NICOLLE WALLACE: Just listening to you, it's clear that you have that thing that not all politicians have. You remember people's names, you remember where you were when you met them, and you remember their stories. You get very snarky national media coverage. Where's the disconnect?
"BETO" O'ROURKE: I don't know. I tell you what, I spend very little time on Twitter right now because when I'm meeting people and you're eyeball to eyeball and connecting in the most raw, honest, authentic way, there's something powerful and magical about that. It's how you bring people together.If this country has never been more divided, never more consumed by the digital devices we hold in front of our face, it can be absolutely powerful to be together and to connect.
That's some real campaign-trail goop: We're meeting face to face! It's powerful and magical! It's raw, honest, and authentic! But Nicolle was eating it up, nodding along at almost everything he said, like she was a teenage volunteer on his campaign.
The media self-critique continued. "Play media critic. What can we do better as those of us trying to cover your candidacies from very far away, from where the first votes will be cast in Iowa and New Hampshire? Don't hold back," she said.
"This is a good question," O'Rourke said. "It just is what it is."
"It doesn't have to be," Wallace replied.
O'Rourke talked about hosting an "incredibly powerful town hall meeting" but a reporter covering the event then asked a horse race question "that does not connect to the lives of the people."

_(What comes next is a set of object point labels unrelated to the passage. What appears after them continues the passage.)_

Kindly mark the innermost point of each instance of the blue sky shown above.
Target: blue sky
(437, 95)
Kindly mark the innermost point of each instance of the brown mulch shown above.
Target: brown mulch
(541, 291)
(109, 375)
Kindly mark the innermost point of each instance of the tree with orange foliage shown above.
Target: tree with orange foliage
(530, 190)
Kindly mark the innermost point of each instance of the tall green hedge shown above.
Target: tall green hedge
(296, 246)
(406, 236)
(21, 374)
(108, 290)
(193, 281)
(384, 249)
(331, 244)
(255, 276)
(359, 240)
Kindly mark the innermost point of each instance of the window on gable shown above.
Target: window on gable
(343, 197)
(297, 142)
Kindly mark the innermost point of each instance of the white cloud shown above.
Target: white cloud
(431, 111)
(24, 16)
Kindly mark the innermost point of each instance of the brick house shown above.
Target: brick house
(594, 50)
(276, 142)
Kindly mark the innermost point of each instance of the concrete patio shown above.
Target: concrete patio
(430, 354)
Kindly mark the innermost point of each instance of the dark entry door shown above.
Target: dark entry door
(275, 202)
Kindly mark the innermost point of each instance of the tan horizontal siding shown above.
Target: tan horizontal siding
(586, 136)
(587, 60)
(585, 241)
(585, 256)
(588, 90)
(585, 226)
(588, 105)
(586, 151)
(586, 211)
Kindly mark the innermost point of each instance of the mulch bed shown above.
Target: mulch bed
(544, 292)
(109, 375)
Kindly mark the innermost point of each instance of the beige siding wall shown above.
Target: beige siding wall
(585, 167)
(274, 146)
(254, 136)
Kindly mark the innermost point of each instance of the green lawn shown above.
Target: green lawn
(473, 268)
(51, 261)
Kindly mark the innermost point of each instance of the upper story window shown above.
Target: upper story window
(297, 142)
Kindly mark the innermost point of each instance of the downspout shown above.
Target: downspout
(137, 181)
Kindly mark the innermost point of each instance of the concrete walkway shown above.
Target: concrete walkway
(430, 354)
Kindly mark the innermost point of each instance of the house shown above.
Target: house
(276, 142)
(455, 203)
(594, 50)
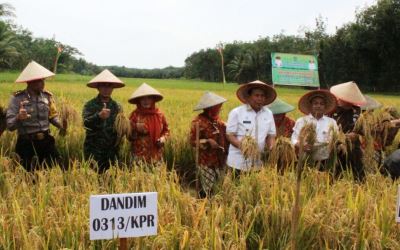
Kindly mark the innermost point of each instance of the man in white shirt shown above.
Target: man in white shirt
(253, 119)
(315, 104)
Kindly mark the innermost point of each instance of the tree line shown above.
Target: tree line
(18, 46)
(365, 51)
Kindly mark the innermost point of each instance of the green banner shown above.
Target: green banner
(295, 70)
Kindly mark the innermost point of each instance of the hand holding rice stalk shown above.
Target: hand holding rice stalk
(307, 138)
(122, 126)
(249, 148)
(282, 154)
(67, 113)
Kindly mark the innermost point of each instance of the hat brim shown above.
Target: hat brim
(280, 107)
(115, 85)
(135, 100)
(305, 101)
(208, 106)
(242, 92)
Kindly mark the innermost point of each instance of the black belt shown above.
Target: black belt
(38, 136)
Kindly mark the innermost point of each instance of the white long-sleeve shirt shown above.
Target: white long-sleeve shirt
(243, 121)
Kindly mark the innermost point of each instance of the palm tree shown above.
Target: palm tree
(8, 46)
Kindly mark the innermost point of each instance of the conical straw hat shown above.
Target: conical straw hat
(208, 100)
(280, 107)
(145, 90)
(34, 71)
(242, 92)
(305, 101)
(106, 77)
(371, 103)
(349, 92)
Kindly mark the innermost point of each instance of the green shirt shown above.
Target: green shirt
(101, 138)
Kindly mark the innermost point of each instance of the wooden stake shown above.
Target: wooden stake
(197, 155)
(123, 244)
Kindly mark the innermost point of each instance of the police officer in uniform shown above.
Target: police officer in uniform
(30, 112)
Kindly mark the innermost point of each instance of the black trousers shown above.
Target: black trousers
(43, 150)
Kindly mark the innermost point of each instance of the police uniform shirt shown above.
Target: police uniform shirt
(243, 121)
(41, 109)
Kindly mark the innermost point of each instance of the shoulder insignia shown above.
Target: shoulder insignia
(48, 92)
(18, 92)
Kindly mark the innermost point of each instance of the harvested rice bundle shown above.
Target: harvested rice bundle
(283, 154)
(3, 121)
(249, 148)
(307, 136)
(67, 113)
(394, 113)
(122, 126)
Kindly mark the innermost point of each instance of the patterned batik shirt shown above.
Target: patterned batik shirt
(210, 129)
(143, 148)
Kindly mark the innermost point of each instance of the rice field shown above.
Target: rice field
(49, 209)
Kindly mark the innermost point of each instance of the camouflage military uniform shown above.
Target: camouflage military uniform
(346, 120)
(101, 142)
(34, 137)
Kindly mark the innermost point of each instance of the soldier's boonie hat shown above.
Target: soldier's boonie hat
(243, 91)
(371, 103)
(145, 90)
(34, 71)
(329, 98)
(280, 107)
(106, 77)
(208, 100)
(349, 92)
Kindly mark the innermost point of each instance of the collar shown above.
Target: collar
(98, 99)
(310, 116)
(249, 108)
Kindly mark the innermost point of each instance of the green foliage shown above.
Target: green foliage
(365, 51)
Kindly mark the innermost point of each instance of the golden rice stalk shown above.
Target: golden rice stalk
(308, 135)
(249, 148)
(122, 126)
(283, 154)
(394, 113)
(338, 141)
(67, 112)
(3, 121)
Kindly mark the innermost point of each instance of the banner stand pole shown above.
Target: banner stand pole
(123, 244)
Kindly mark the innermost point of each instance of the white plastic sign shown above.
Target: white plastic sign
(123, 215)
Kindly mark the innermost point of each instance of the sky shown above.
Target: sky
(161, 33)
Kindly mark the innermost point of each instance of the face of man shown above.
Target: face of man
(36, 86)
(105, 89)
(214, 110)
(146, 102)
(318, 107)
(278, 118)
(256, 99)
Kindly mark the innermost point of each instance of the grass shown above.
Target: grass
(48, 209)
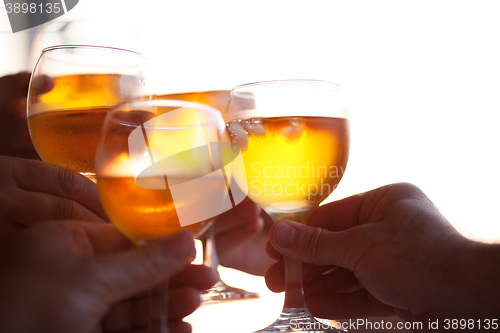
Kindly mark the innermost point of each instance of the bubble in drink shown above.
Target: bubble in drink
(254, 126)
(238, 134)
(292, 129)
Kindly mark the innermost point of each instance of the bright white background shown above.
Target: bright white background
(422, 79)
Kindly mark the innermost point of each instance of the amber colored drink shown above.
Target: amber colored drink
(66, 121)
(68, 138)
(140, 213)
(291, 163)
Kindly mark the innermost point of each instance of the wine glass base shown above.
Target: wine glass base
(221, 292)
(299, 320)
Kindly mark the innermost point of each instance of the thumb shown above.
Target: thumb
(317, 245)
(122, 275)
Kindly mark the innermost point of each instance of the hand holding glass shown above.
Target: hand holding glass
(294, 137)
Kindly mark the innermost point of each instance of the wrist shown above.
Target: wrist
(470, 287)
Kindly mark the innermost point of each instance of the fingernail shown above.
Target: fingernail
(286, 235)
(180, 245)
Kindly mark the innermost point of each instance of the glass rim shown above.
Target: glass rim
(268, 82)
(92, 47)
(137, 104)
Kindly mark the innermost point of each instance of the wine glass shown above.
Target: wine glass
(294, 136)
(220, 292)
(163, 165)
(71, 91)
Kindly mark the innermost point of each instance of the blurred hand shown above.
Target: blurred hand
(33, 191)
(14, 136)
(388, 251)
(76, 277)
(241, 235)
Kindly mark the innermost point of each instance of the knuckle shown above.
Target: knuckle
(66, 209)
(314, 244)
(70, 184)
(150, 263)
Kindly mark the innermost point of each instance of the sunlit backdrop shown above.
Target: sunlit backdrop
(421, 79)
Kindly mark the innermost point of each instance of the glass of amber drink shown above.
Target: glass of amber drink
(294, 138)
(71, 90)
(163, 165)
(220, 292)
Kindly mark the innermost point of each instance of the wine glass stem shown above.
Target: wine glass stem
(294, 295)
(209, 251)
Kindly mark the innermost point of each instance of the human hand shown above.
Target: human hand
(78, 277)
(388, 251)
(33, 191)
(241, 235)
(14, 135)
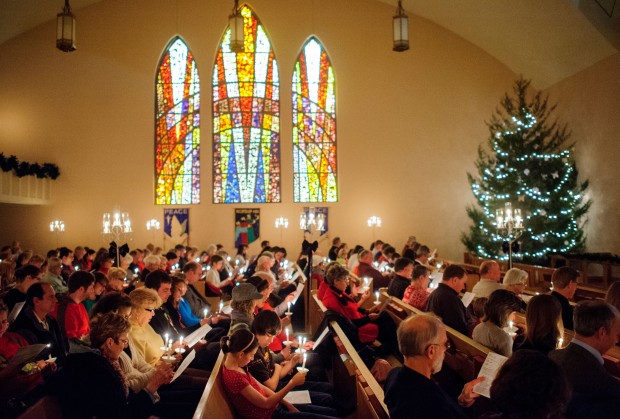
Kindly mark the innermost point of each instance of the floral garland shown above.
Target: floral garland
(21, 169)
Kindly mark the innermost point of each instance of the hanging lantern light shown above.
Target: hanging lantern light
(65, 29)
(401, 29)
(235, 22)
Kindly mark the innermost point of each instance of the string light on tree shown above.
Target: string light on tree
(530, 163)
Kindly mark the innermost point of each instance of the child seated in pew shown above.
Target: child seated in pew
(265, 327)
(250, 398)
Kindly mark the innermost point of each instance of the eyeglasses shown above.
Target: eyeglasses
(447, 345)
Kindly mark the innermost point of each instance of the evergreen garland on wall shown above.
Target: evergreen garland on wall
(21, 169)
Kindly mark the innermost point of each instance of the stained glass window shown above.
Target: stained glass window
(177, 127)
(314, 126)
(246, 118)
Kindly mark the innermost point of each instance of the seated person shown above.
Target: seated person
(71, 313)
(36, 324)
(92, 384)
(371, 324)
(595, 392)
(417, 294)
(24, 278)
(409, 390)
(498, 311)
(541, 385)
(249, 398)
(543, 319)
(274, 375)
(15, 382)
(403, 270)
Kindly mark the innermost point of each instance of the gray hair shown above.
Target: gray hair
(416, 332)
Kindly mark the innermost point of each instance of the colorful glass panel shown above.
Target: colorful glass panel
(177, 127)
(246, 118)
(314, 126)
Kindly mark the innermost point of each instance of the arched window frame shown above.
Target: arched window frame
(177, 126)
(246, 129)
(315, 168)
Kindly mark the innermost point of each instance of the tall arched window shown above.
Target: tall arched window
(246, 118)
(314, 126)
(177, 127)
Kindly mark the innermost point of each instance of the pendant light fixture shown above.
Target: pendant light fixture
(401, 29)
(65, 29)
(235, 22)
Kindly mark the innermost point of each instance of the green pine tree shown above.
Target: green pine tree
(531, 167)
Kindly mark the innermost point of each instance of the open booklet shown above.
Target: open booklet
(197, 335)
(492, 364)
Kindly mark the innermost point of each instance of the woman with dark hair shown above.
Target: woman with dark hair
(370, 324)
(530, 386)
(250, 398)
(543, 319)
(497, 313)
(275, 375)
(92, 384)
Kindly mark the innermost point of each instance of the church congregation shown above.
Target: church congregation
(110, 350)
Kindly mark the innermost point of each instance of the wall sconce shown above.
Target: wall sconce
(235, 22)
(400, 24)
(65, 29)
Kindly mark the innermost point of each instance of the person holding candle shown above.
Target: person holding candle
(416, 294)
(275, 375)
(249, 398)
(543, 319)
(497, 313)
(371, 324)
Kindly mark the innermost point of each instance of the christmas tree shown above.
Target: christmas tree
(531, 167)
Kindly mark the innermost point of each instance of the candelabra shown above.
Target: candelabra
(116, 225)
(509, 226)
(57, 226)
(281, 224)
(311, 220)
(153, 226)
(374, 222)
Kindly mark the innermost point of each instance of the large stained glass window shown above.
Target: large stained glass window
(246, 118)
(177, 127)
(314, 126)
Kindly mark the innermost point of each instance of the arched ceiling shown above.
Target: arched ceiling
(546, 41)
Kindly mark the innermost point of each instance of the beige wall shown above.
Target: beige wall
(409, 124)
(590, 103)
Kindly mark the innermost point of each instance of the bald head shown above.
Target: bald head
(489, 269)
(416, 332)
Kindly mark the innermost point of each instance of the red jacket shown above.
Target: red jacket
(333, 301)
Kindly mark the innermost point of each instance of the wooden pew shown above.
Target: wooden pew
(46, 408)
(214, 403)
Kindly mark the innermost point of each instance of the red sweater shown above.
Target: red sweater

Welcome to the world, candidate! Reporters obsess over the horse race...in part because that's one of the first questions the audience has: Who's gonna win? That's going to be even worse this time, with 23 horses in the race. Are their stands on the issues really different? Or do they all seem to agree on most things?

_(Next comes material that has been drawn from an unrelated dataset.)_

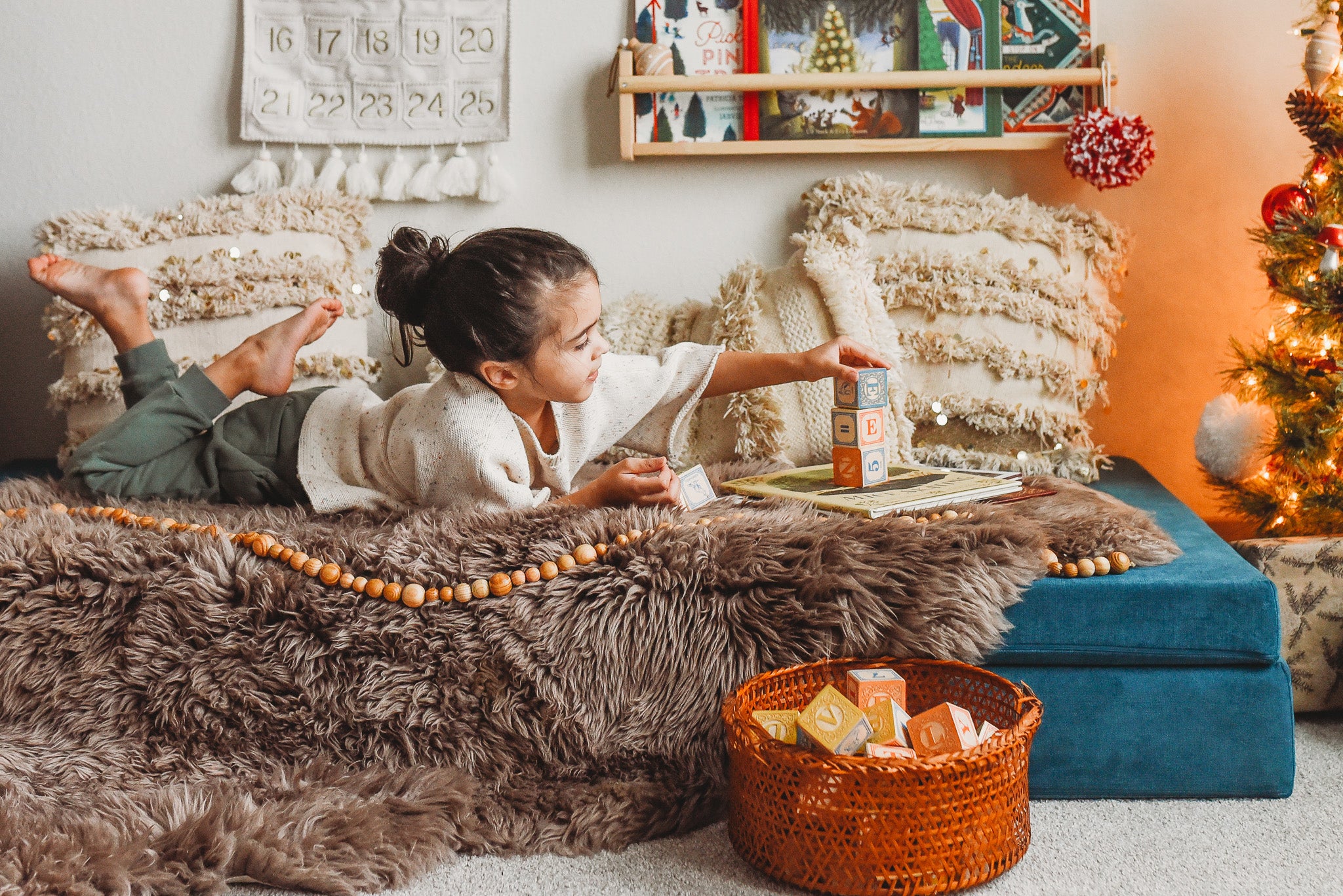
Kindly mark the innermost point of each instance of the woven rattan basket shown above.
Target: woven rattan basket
(856, 825)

Wallace then told Beto to grab MSNBC reporter Garrett Haake—who covered O'Rourke's Senate campaign—and "tell him what's on your mind" as he campaigns. "If you don't like what's covered, you can change that," she promised.
The main challenge for Democrats will be just getting a fraction of the media attention. Donald Trump was granted the vast majority of the air time in 2015, and most of the other 16 Republican contenders could barely get a word in edgewise. When the media laments those supposedly stupid people who made Trump president, they ought to look in the mirror.